Former Pepsi CEO dies snorkeling near Stingray City

Roger Enrico was frequent visitor to Cayman

In this June 14, 1985 photo, Roger Enrico, CEO of PepsiCo, poses in his office in Purchase, N.Y. - PHOTO: AP

Tributes have been paid to an “incredible man” and a “great leader” after the death of former PepsiCo CEO Roger Enrico on a snorkeling trip near Stingray City.

The 71-year-old business leader, who was a frequent visitor to Cayman and used to own a home at Cayman Kai, died in hospital Wednesday afternoon after getting into difficulties while snorkeling close to the North Sound sandbar.

Mr. Enrico, who served for 12 years as board chairman of animation movie studio DreamWorks, was hailed internationally for transforming Pepsi into a pop-culture leader that challenged the supremacy of Coca Cola through innovative ad campaigns and sponsorship deals with pop icons like Michael Jackson and Madonna.

He was involved in the Grand Cayman hotel the Comfort Suites from its inception, and remained good friends with owner Burns Rutty and his family.

“He was one of the kindest, most generous people that you could ever come across in life,” Mr. Rutty’s son Gary said Thursday. “He was one of the brightest people I have ever met. He was a wonderful, wonderful man.

“He was Google before the Internet was invented. He was a wealth of information. I can’t say enough good words about him. He was a friend to me and to my family, he was a genuine guy, an icon and someone we all looked up to.”

Mr. Enrico was visiting the Cayman Islands with his son Aaron and a large group of other families, Mr. Rutty said. He was passionate about scuba diving and had just joined his eldest grandson on his first dive in Cayman earlier this week.

PepsiCo CEO and Chairwoman Indra Nooyi said Mr. Enrico was a role model and mentor and would be sorely missed.

“Today is an incredibly sad day for the PepsiCo family, for we have lost one of the true legends of our company and our industry,” she said in a statement.

Peter Foulds, a former colleague at Pepsi who also owned a home on island, said they had both been introduced to the island and to scuba diving by fellow Pepsi executive, the late Alan Pottasch, who owned a home in East End.

Mr. Foulds said Mr. Enrico had owned and redeveloped a home at Cayman Kai. He sold it several years ago but continued to visit Cayman.

“He was an incredible leader, very tough but always fair and a great guy to be around,” he said. “I was shocked and sad to hear about his death.”

Tourism Minister Moses Kirkconnell said he was saddened to hear of Mr. Enrico’s death, and expressed condolences to his family.

“I met Mr. Enrico when he visited Cayman Brac to go scuba diving. He was a great friend of the Cayman Islands and I am very sorry to hear of his loss,” he said.

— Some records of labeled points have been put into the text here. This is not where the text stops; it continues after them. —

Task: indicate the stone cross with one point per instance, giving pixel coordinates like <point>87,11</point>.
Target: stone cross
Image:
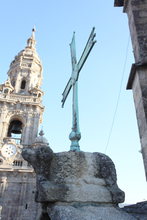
<point>75,134</point>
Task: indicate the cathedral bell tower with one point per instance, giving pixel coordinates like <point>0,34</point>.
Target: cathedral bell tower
<point>20,115</point>
<point>20,101</point>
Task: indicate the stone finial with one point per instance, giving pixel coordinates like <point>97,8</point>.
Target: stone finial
<point>31,42</point>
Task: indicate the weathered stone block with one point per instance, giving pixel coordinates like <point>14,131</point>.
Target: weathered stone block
<point>74,176</point>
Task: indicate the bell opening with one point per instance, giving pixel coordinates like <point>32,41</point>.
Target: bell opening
<point>15,129</point>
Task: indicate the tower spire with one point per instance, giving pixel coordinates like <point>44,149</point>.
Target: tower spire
<point>31,42</point>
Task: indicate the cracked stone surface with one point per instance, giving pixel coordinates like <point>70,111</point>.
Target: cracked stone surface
<point>75,185</point>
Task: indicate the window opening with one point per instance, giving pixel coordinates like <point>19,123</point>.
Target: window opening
<point>23,84</point>
<point>15,130</point>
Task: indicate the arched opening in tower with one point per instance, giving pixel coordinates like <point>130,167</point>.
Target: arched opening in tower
<point>15,130</point>
<point>23,84</point>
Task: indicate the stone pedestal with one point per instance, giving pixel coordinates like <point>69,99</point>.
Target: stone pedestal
<point>75,185</point>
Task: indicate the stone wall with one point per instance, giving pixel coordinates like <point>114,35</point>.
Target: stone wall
<point>75,185</point>
<point>17,192</point>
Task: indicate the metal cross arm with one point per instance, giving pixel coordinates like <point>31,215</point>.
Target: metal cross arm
<point>75,134</point>
<point>90,43</point>
<point>66,91</point>
<point>76,67</point>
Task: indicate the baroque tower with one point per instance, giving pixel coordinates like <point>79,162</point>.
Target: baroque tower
<point>20,115</point>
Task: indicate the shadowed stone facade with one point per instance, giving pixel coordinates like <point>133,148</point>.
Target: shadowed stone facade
<point>137,17</point>
<point>20,115</point>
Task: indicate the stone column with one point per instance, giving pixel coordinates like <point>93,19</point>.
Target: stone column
<point>137,17</point>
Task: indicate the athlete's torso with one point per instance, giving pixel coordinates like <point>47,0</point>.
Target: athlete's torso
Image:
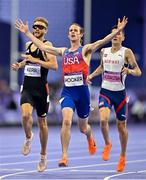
<point>35,76</point>
<point>74,68</point>
<point>112,64</point>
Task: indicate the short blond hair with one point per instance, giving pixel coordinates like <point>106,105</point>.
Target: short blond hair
<point>42,19</point>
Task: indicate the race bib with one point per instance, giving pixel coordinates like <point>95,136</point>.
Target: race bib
<point>32,70</point>
<point>73,80</point>
<point>112,76</point>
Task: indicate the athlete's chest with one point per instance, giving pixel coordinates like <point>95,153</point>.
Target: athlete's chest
<point>72,58</point>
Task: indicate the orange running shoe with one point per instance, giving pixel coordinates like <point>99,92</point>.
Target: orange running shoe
<point>121,164</point>
<point>106,152</point>
<point>92,146</point>
<point>63,162</point>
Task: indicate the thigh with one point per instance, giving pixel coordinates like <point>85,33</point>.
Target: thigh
<point>121,107</point>
<point>83,103</point>
<point>67,114</point>
<point>26,109</point>
<point>41,105</point>
<point>26,97</point>
<point>67,102</point>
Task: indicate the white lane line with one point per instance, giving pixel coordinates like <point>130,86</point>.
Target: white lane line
<point>120,174</point>
<point>70,168</point>
<point>93,171</point>
<point>117,175</point>
<point>4,169</point>
<point>71,158</point>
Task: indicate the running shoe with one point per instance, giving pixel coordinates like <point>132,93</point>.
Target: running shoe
<point>121,164</point>
<point>26,148</point>
<point>92,146</point>
<point>106,152</point>
<point>63,162</point>
<point>42,165</point>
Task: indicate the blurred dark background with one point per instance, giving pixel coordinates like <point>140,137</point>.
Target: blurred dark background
<point>97,17</point>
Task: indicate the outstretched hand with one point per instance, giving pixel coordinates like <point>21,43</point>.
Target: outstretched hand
<point>15,66</point>
<point>21,26</point>
<point>122,23</point>
<point>29,58</point>
<point>88,80</point>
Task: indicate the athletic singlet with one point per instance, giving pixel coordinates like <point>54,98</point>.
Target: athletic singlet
<point>35,76</point>
<point>75,69</point>
<point>112,78</point>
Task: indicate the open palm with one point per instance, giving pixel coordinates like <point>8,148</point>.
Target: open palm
<point>23,27</point>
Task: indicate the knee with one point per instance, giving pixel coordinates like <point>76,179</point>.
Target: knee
<point>122,127</point>
<point>83,130</point>
<point>103,124</point>
<point>66,123</point>
<point>26,116</point>
<point>42,123</point>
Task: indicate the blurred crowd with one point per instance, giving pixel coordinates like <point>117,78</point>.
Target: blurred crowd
<point>10,113</point>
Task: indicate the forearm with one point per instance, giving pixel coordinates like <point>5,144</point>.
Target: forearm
<point>97,72</point>
<point>46,48</point>
<point>22,64</point>
<point>36,41</point>
<point>135,71</point>
<point>47,64</point>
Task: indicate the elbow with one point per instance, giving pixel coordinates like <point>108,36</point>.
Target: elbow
<point>55,67</point>
<point>42,47</point>
<point>139,73</point>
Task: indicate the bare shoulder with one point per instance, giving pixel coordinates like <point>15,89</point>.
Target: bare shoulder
<point>49,43</point>
<point>128,51</point>
<point>27,44</point>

According to advertising industry magazine AdWeek, Mr. Enrico joined Pepsi in 1972 after serving in the army during the Vietnam War, and rose through the ranks to become CEO of beverages in 1983.

He is credited with helping Pepsi compete with its chief rival Coca-Cola by developing the “Pepsi Challenge,” a blind taste test in which the majority of people preferred Pepsi to Coke.

“He later signed Jackson and launched iconic campaigns starring The King of Pop along with Madonna, Cindy Crawford and more,” according to the magazine.

PepsiCo CEO Ms. Nooyi said in her statement, “Roger Enrico was, quite simply, one of the most creative marketers of his or any generation. He was a risk-taker, never afraid to challenge the status quo or make bold moves to get ahead. He was tough as nails, always prepared to get the job done and beat the competition. At the same time, he had a true love for our people and a passion for empowering them to reach their full potential.”

She added: “Roger devoted more than 30 years of his life to PepsiCo and his leadership was instrumental in making us the company we are today.”

A Royal Cayman Islands Police Service spokesperson said police scrambled a helicopter and the marine unit boat Tornado to the scene after a 911 distress call from a private boat just before 2 p.m.

An RCIPS spokesperson said the victim had encountered difficulties while snorkeling and was receiving CPR from people on the boat when police arrived. He was taken to a waiting ambulance at George Town Yacht Club by the marine unit, and was pronounced dead at the Cayman Islands Hospital just after 3 p.m.